Миллионы подобных писем пишутся с тех пор, как стоит свет, для меня это письмо было первым, какое я прочел. Слезы, поцелуи, клятвы и вздохи — чего больше?
Теперь я знал тайну, которой никому не следовало знать. Руки Ганса уныло свисали между колен.
— Считай, для меня это конец. Ты же знаешь, я писать не умею.
И тогда я написал свое первое письмо в Деле Любви, сидя на скрипящем дорожном сундучке Ганса, а его шаткое ложе служило мне письменным столом.
— Пиши: «Высокоуважаемая милостивая госпожа Мешке...» — сказал Ганс.
Мне показалось такое обращение слишком холодным:
— Ее ведь зовут Лисси, и вы на «ты»?
— Пиши, как, по-твоему, лучше!
Я написал: «Высокочтимая возлюбленная, меня тоже мучает тоска, сижу в своей каморке и вижу перед собой твою челку. За окном цветет груша, и филин кричит: Лисси, Лисси!»

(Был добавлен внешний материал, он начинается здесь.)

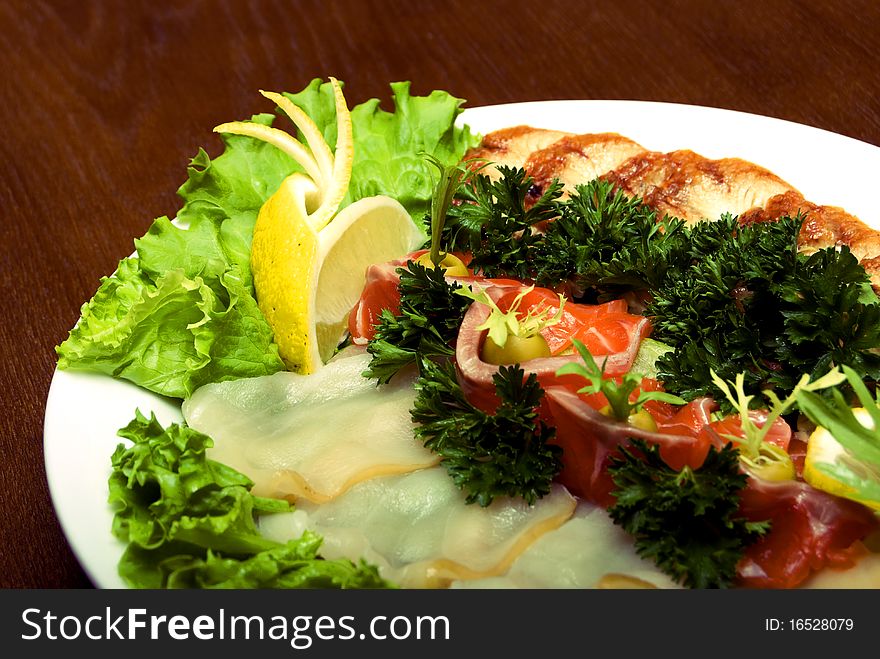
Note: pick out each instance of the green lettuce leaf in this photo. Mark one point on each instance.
(171, 335)
(183, 313)
(190, 521)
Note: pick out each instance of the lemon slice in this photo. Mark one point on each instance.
(308, 260)
(823, 448)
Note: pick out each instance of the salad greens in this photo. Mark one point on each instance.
(685, 521)
(618, 394)
(182, 313)
(487, 455)
(859, 466)
(189, 521)
(428, 320)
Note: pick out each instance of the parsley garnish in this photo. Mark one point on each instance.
(487, 455)
(685, 521)
(493, 223)
(605, 241)
(429, 318)
(618, 394)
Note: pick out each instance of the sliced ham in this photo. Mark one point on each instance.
(476, 376)
(810, 530)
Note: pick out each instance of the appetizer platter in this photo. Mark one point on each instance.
(568, 344)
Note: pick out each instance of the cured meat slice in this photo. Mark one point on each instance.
(809, 530)
(476, 375)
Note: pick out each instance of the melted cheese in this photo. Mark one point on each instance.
(419, 531)
(588, 551)
(314, 436)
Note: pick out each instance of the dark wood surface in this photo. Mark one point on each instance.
(102, 104)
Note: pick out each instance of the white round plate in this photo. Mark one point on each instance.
(84, 410)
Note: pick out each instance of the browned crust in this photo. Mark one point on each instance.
(512, 146)
(683, 184)
(576, 159)
(687, 185)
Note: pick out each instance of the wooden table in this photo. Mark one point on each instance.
(102, 104)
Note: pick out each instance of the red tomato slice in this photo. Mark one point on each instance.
(604, 328)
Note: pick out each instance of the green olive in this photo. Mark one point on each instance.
(516, 350)
(453, 265)
(643, 420)
(776, 470)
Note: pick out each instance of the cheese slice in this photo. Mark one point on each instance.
(588, 551)
(311, 437)
(420, 532)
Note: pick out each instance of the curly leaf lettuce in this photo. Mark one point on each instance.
(183, 313)
(190, 521)
(171, 335)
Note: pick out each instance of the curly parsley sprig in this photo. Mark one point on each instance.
(487, 455)
(686, 521)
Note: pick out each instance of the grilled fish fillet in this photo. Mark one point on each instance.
(576, 159)
(682, 183)
(686, 185)
(512, 147)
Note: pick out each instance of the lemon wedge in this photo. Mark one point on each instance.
(823, 448)
(309, 259)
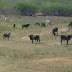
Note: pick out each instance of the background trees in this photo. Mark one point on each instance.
(30, 7)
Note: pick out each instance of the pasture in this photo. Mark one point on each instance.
(18, 54)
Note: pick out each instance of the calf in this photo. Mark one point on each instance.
(6, 35)
(64, 37)
(27, 25)
(34, 37)
(54, 31)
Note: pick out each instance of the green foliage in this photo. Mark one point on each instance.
(26, 9)
(57, 9)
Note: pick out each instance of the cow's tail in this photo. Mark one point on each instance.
(39, 40)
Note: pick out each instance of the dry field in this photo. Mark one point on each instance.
(19, 55)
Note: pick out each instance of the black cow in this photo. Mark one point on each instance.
(43, 25)
(6, 35)
(67, 38)
(54, 31)
(34, 37)
(26, 26)
(70, 24)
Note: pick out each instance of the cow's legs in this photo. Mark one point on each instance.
(67, 42)
(39, 40)
(32, 41)
(61, 41)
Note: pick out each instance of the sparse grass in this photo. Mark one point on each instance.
(20, 55)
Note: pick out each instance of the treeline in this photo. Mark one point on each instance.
(51, 8)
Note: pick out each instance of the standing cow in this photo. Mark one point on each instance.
(6, 35)
(67, 38)
(34, 37)
(70, 24)
(26, 26)
(55, 31)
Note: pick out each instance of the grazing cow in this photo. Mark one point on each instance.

Название улицы и номер дома платиновая лиса не указала. Нам следовало писать «до востребования».
— Ты знаешь, что это? — спросил Ганс.
— Такая привычка,— ответил я, выводя завитки вокруг каждой буквы фамилии Лисси, как, я видел, делали коммивояжеры.

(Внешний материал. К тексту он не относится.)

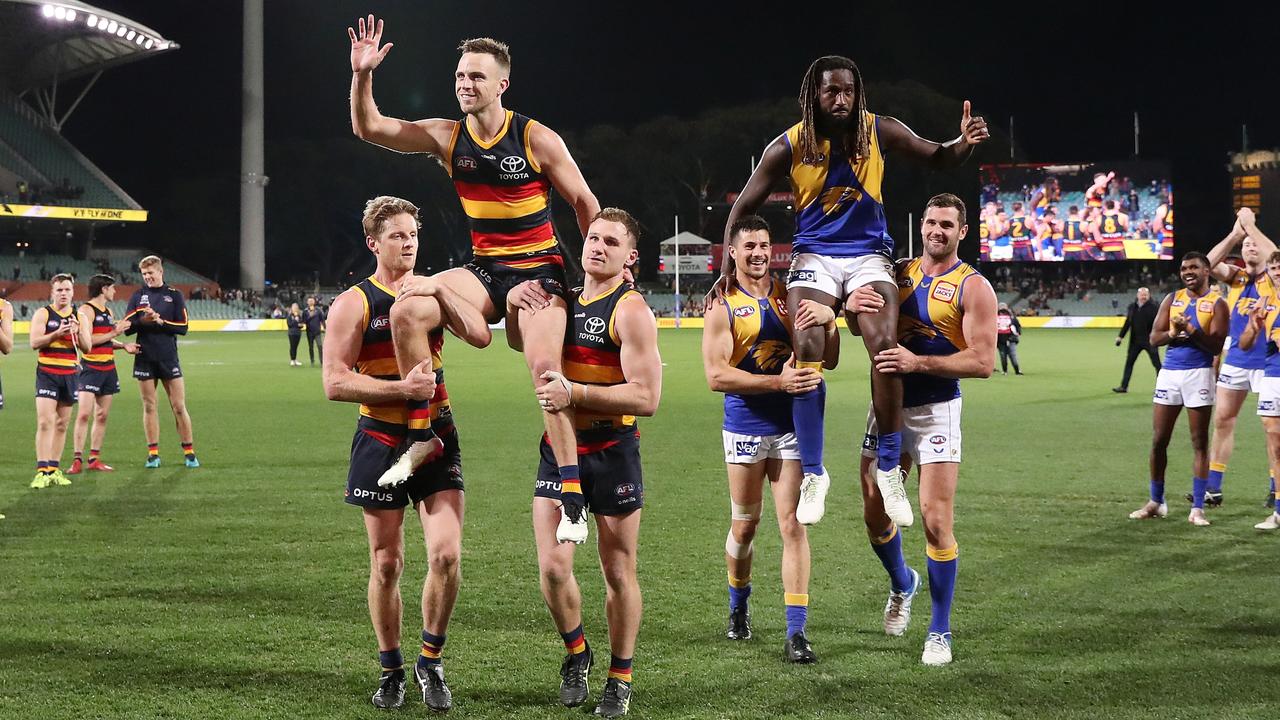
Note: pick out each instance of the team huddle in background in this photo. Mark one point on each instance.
(593, 360)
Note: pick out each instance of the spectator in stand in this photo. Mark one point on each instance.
(314, 318)
(1138, 319)
(1009, 332)
(293, 323)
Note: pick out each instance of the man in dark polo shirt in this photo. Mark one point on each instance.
(159, 315)
(1137, 323)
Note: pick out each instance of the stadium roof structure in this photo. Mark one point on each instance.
(45, 44)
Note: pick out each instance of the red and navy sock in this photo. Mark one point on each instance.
(433, 646)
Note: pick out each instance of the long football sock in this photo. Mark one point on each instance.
(391, 660)
(942, 586)
(808, 411)
(739, 591)
(575, 642)
(1198, 492)
(432, 648)
(798, 611)
(1215, 475)
(888, 548)
(620, 668)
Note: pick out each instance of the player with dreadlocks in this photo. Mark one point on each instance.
(835, 159)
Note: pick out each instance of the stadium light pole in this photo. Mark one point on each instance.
(252, 172)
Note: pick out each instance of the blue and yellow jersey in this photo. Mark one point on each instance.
(58, 358)
(504, 195)
(1185, 354)
(376, 359)
(840, 212)
(762, 345)
(1244, 292)
(929, 323)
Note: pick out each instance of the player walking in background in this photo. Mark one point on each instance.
(361, 368)
(612, 374)
(1193, 322)
(99, 379)
(504, 167)
(1242, 370)
(158, 315)
(1138, 320)
(947, 331)
(53, 337)
(746, 355)
(835, 160)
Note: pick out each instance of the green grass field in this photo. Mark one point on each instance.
(238, 589)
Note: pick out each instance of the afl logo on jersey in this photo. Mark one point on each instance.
(944, 291)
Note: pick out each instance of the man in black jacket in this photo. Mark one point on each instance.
(1138, 319)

Мы глядели на письмо, мы любовались им.
— Работа требует награды,— сказал Ганс, достал ключик из кошелька и открыл свой сундучок.
Плетеные ивовые прутья затрещали, и я увидел содержимое: длинные кальсоны, застиранный тиковый костюм, две выходные рубашки, шахтерская форма... Ганс возился в сундучке, как пекарь в квашне, замешивая тесто. Наконец на свет появился захватанный конверт, откуда Ганс достал пять открыток. Он прижал их к груди и взял с меня клятву, что я его не выдам.
— Вот те святой крест и могила,— поклялся я.
Ганс показал мне голую даму: тело словно из холодного мрамора, груди вольно торчат, и наконец-то я увидел это: в переплетении свитого из волос ласточкиного гнезда над бедрами, совершенно ясно для меня — карман, как у кенгуру, где они вынашивают своих детей.
Мой первый гонорар — мирное разглядывание голой дамы: сначала у картонного колодца, потом с кувшином без воды, на шкуре белого медведя, у гипсового дерева и, наконец, посылающей воздушные поцелуи с мраморной улыбкой на устах.
— Эта тоже была твоей невестой?
Ганс не ответил ни да ни нет. Он был польщен, что я приписал ему подобную невесту.
Ужасно, если Мабель в Америке будет фотографироваться голой! Я решил предостеречь ее в следующем новогоднем письме.
Платиновая лиса ответила, она уверяла, что прижала Гансово письмо к сердцу!
— Вот видишь!—сказал Ганс, словно это он сочинил письмо Лисси.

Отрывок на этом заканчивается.